The English officers stared at him, and laughed.
“Ay, ’twas the Yankee idea of war,” said one of them. “Run for a stone wall, and, when the enemy’s back is turned, blaze away. I’d like to see a million of the clodhoppers compelled to stand up and face a line of grenadiers.”
“Ay, gimme ten companies of grenadiers,” cried one, who had doubtless heard of General Gage’s celebrated boast, “and I’ll go from one end of the damned country to the other, and drive ’em to their holes like foxes. Only ’tis better sport chasing handsome foxes in England than ill-dressed poltroons in Bumpkin-land.”
“They’re not all poltroons,” said Harry, repressing his feelings the more easily through long practice. “Some of them fought in the French war. There’s Putnam, and Pomeroy, and Ward. I heard Lieutenant-Colonel Abercrombie, of the Twenty-second, say yesterday that Putnam—”
“Cowards every one of ’em,” broke in another. “Cowards and louts. A lady told me t’other day there ain’t in all America a man whose coat sets in close at the back, except he’s of the loyal party.
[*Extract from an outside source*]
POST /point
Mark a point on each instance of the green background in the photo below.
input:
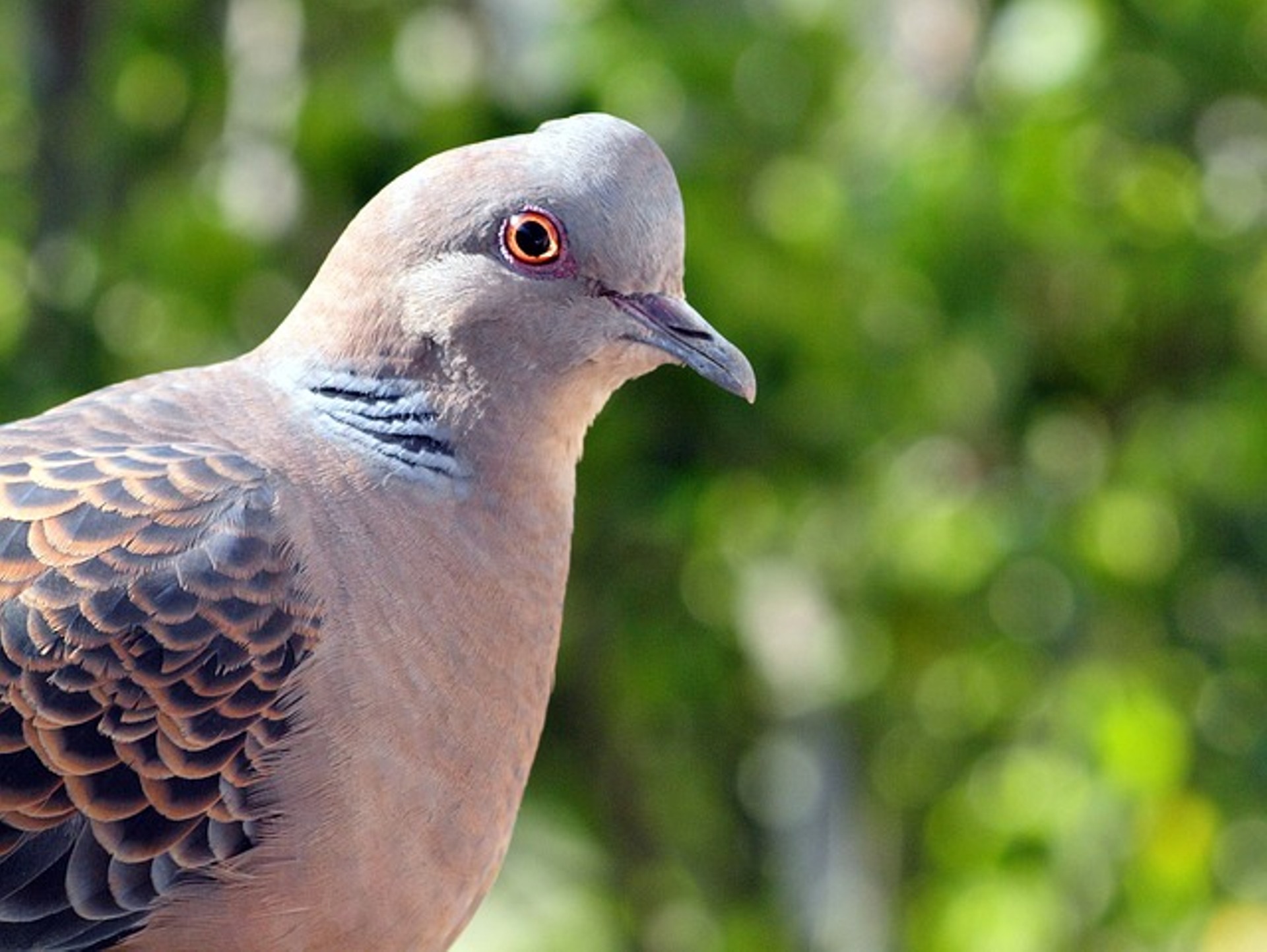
(954, 641)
Cowards and louts!”
“Look here, damn you!” cried Peyton. “I want you to know I’m American born, and my people are American, and I don’t know whether they are of the loyal party or not!”
“Oh, now, that’s the worst of you Americans,—always will get personal! Of course, there are exceptions.”
“Then there are exceptions enough to make a rule themselves,” said Harry. “I’m tired hearing you call these people cowards before you’ve had a chance to see what they are. And you needn’t wait for that, for I can tell you now they’re not!”
“Well, well, perhaps not,—to you. Doubtless they’re very dreadful,—to you. You don’t seem to relish facing ’em, that’s a fact! You’ll be resigning your commission one o’ these days, I dare say, if it comes to blows with these terrible heroes!”